We also risk committing an act of erasure in assuming that every Jew has the same lived experience. I know that as a white, able-bodied, cisgendered, Ashkenazi Jewish woman I have a different experience of the world than many Mizrahi and Sephardic Jews, or black Jews, or gender queer Jews, and on and on. Our identities shape our experience with the world, and our identities are complicated and intersectional, which means our experiences with oppression are complicated and intersectional. When we try to create a singular Jewish narrative, it generally comes in the form of white, upper middle-class, Ashkenazi American men. That narrative is important, but it is also only one of thousands, and it’s a disservice to limit our understanding of such a complex and beautiful culture to something so narrow. Remembering our history is important, but it’s also important to remember that there is ultimately no one universal Jewish experience. While every Jew might tell the same story, say the same prayers, and sing many of the same songs at each of our respective Seders, our unique identities shape our relationships with Judaism, which shape our relationships with the world, which shape our interpretations of the story.

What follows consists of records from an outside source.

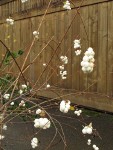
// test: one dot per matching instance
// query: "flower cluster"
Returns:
(77, 46)
(36, 34)
(63, 72)
(65, 106)
(23, 1)
(38, 111)
(4, 127)
(67, 5)
(6, 96)
(87, 129)
(2, 137)
(10, 21)
(95, 147)
(12, 103)
(34, 142)
(64, 59)
(23, 89)
(42, 123)
(88, 61)
(48, 85)
(89, 142)
(78, 112)
(22, 103)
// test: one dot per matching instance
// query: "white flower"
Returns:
(67, 5)
(77, 44)
(2, 137)
(61, 67)
(20, 91)
(23, 1)
(64, 106)
(4, 127)
(63, 78)
(6, 96)
(78, 52)
(95, 147)
(48, 86)
(34, 142)
(12, 103)
(87, 129)
(78, 112)
(10, 21)
(64, 59)
(88, 61)
(44, 64)
(22, 103)
(89, 142)
(43, 123)
(24, 86)
(36, 34)
(1, 117)
(38, 111)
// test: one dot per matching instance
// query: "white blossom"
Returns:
(38, 111)
(20, 91)
(88, 61)
(65, 106)
(2, 137)
(36, 34)
(89, 142)
(77, 44)
(10, 21)
(67, 5)
(61, 67)
(95, 147)
(6, 96)
(23, 1)
(48, 86)
(34, 142)
(64, 59)
(44, 64)
(78, 52)
(78, 112)
(22, 103)
(87, 129)
(4, 127)
(24, 86)
(12, 103)
(43, 123)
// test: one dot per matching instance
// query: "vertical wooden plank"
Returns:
(84, 44)
(16, 43)
(110, 50)
(75, 59)
(93, 42)
(102, 47)
(68, 51)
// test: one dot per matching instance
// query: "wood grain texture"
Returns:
(97, 17)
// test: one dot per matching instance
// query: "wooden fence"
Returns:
(95, 19)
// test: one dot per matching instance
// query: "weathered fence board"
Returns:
(93, 26)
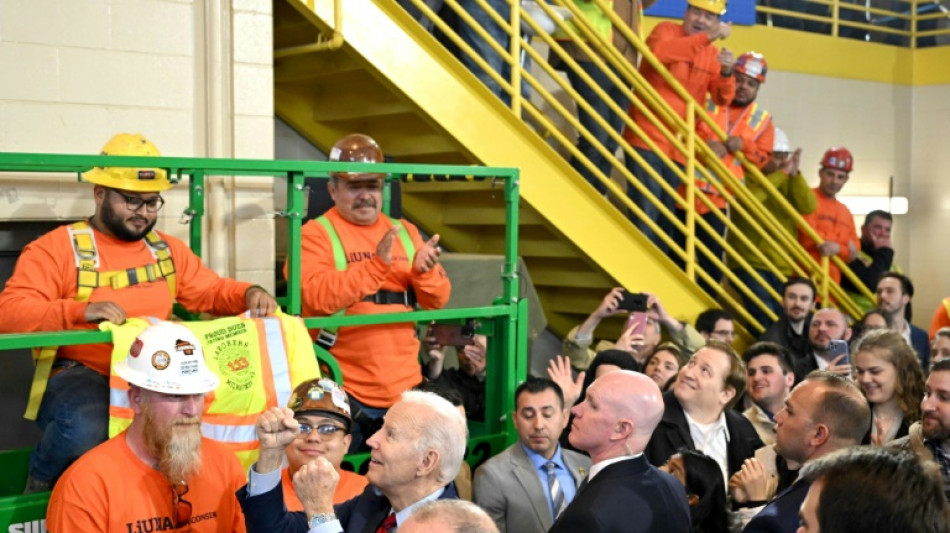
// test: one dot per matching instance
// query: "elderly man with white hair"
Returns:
(623, 492)
(413, 460)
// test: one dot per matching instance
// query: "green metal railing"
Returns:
(504, 321)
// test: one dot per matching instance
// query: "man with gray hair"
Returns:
(623, 492)
(449, 516)
(413, 459)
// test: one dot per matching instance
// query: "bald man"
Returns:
(623, 492)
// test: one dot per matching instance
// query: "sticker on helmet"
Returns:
(161, 360)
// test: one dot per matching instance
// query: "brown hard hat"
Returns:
(356, 148)
(321, 396)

This idea of being an ally and caring about others’ struggles without appropriating that pain for myself has been a regular theme in my year with AVODAH. I work with some of the most vulnerable and exploited citizens of New Orleans, and as much as I might educate myself on the concrete facts of their situations, I know that I will never entirely understand their day-to-day struggles. There’s something tremendously important about being able to say, “I do not entirely understand the pain you’re experiencing and probably never will, but I still care and will do everything in my power to be an effective ally.” When we only care about the oppression we ourselves have experienced (or worse, assume we can fully understand systems of violence that we ourselves have never had to experience), we limit our scope of compassion.

Empathy is important, and despite my critiques, I still believe there’s a lot of power in our collective reminder that “we were slaves in Egypt.” For many Jews, the language of the Passover Seder might be an introduction to ideas of social justice and positive change, and that isn’t something I want to dismiss. What I do firmly believe, however, is that Jews as a collective need to challenge ourselves to care about the systems of oppression we don’t quite understand, just as much as those that are instantly recognizable.

Rebecca Mather is from Chicago, IL, attended Cornell College and is a Life Skills Project Coordinator at the NO/AIDS Task Force.